Dieses Modell ermöglicht fallanalytische Untersuchungen sowohl in wissenschaftlicher als auch praktischer Perspektive. Wenn man etwa die materielle Situation einer Familie analysiert, kann dies entlang allgemeiner Kriterien wie Haushaltseinkommen, Erwerbstätigkeit der Eltern, mögliche Armut, Sozialleistungsbezug oder Familienmerkmalen wie Ehe, Partnerschaft mit gemeinsamen Haushalt, getrennte Eltern mit gemeinsamer Sorge aber verschiedenen Betreuungskonstellationen, partner-schaftlicher Elternarbeit oder Elternkonflikten etc..

Die Bedeutung dieser Merkmale für eine Familie muss jedoch fallspezifisch erschlossen werden. Eine alleinerziehende Mutter mit Sozialleistungsbezug und fehlender Erwerbstätigkeit, deren 8-jährige Tochter aggressives Verhalten im Haushalt zeigt, muss nicht notwendig unter armutsbedingten Stress leiden, aber kann insbesondere wegen der Konflikte mit ihrem Ex-Partner und Vater des Kindes Unterstützungsbedarf bei der Erziehung aufweisen. Oder es ist umgekehrt und die Mutter leidet trotz Konflikten mit dem Ex-Partner unter den Belastungen ihrer materiellen Lebenssituation und ist deshalb in ihrer Erziehungsfähigkeit beeinträchtigt. 
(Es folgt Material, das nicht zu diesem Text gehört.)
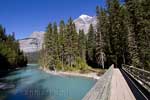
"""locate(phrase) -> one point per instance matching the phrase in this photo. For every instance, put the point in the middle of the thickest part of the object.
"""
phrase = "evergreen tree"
(10, 54)
(91, 45)
(62, 32)
(102, 38)
(71, 43)
(82, 44)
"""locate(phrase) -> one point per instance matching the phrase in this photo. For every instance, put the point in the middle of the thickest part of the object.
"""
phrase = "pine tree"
(62, 39)
(82, 44)
(71, 43)
(91, 45)
(47, 52)
(102, 38)
(134, 27)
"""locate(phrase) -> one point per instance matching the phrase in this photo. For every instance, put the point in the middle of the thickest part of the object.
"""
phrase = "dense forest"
(122, 36)
(10, 55)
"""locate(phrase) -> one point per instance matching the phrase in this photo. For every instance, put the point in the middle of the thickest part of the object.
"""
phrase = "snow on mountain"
(84, 21)
(34, 42)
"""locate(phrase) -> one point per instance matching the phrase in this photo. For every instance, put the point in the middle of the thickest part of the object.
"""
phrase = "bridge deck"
(119, 87)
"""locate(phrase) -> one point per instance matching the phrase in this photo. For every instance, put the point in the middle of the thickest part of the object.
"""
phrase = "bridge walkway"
(119, 87)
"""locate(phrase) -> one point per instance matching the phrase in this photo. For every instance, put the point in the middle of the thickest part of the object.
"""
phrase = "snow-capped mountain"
(34, 42)
(84, 21)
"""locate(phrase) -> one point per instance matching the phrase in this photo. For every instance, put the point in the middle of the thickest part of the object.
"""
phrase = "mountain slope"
(34, 42)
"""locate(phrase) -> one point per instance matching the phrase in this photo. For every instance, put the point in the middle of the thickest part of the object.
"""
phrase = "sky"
(26, 16)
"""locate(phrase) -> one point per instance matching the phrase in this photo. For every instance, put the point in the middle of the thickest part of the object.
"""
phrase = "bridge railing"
(142, 76)
(101, 90)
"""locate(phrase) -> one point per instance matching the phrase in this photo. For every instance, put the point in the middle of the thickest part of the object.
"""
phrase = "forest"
(121, 36)
(11, 57)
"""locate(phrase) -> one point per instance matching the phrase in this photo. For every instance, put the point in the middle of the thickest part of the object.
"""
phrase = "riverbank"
(93, 75)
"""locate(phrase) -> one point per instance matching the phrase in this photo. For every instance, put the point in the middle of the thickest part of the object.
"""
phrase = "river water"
(30, 83)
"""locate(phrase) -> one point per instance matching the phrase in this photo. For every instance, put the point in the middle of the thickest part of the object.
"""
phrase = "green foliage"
(121, 36)
(91, 44)
(10, 54)
(62, 48)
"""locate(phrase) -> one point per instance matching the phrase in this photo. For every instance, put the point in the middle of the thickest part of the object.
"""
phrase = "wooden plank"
(119, 87)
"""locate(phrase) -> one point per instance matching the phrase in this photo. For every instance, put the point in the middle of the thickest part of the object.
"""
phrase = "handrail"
(142, 76)
(101, 90)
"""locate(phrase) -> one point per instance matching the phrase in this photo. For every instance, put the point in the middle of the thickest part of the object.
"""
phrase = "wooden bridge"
(128, 83)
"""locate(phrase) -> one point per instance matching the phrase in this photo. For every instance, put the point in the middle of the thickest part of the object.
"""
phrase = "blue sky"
(25, 16)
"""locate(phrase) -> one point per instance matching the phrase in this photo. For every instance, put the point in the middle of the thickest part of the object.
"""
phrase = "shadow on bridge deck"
(138, 91)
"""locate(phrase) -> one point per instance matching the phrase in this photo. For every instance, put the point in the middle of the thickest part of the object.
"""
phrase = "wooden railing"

Der Weg zu einer fallspezifischen Deutung im Rahmen einer Hilfe sind Kontakt- und Beziehungsaufbau zu Klienten, die Informationsgewinnung durch Gespräche und die fallspezifische Deutung der Problemlagen durch die Verknüpfung von wissenschaftlichem Wissen und Fallspezifität.

Literatur
Braun, Andrea; Graßhoff, Gunther; Schweppe, Cornelia (2011): Sozialpädagogische Fallarbeit. München, Basel: Ernst Reinhardt Verlag (Studienbuch für soziale Berufe, 11).

Müller, Burkhard (2016): Professionelle Handlungsungewissheit und professionelles Organisieren Sozialer Arbeit. In: Stefan Busse, Gudrun Ehlert, Roland Becker-Lenz und Silke Müller-Hermann (Hg.): Professionalität und Organisation. Wiesbaden: Springer Fachmedien Wiesbaden (Edition Professions- und Professionalisierungsforschung, Band 6), S. 187–206.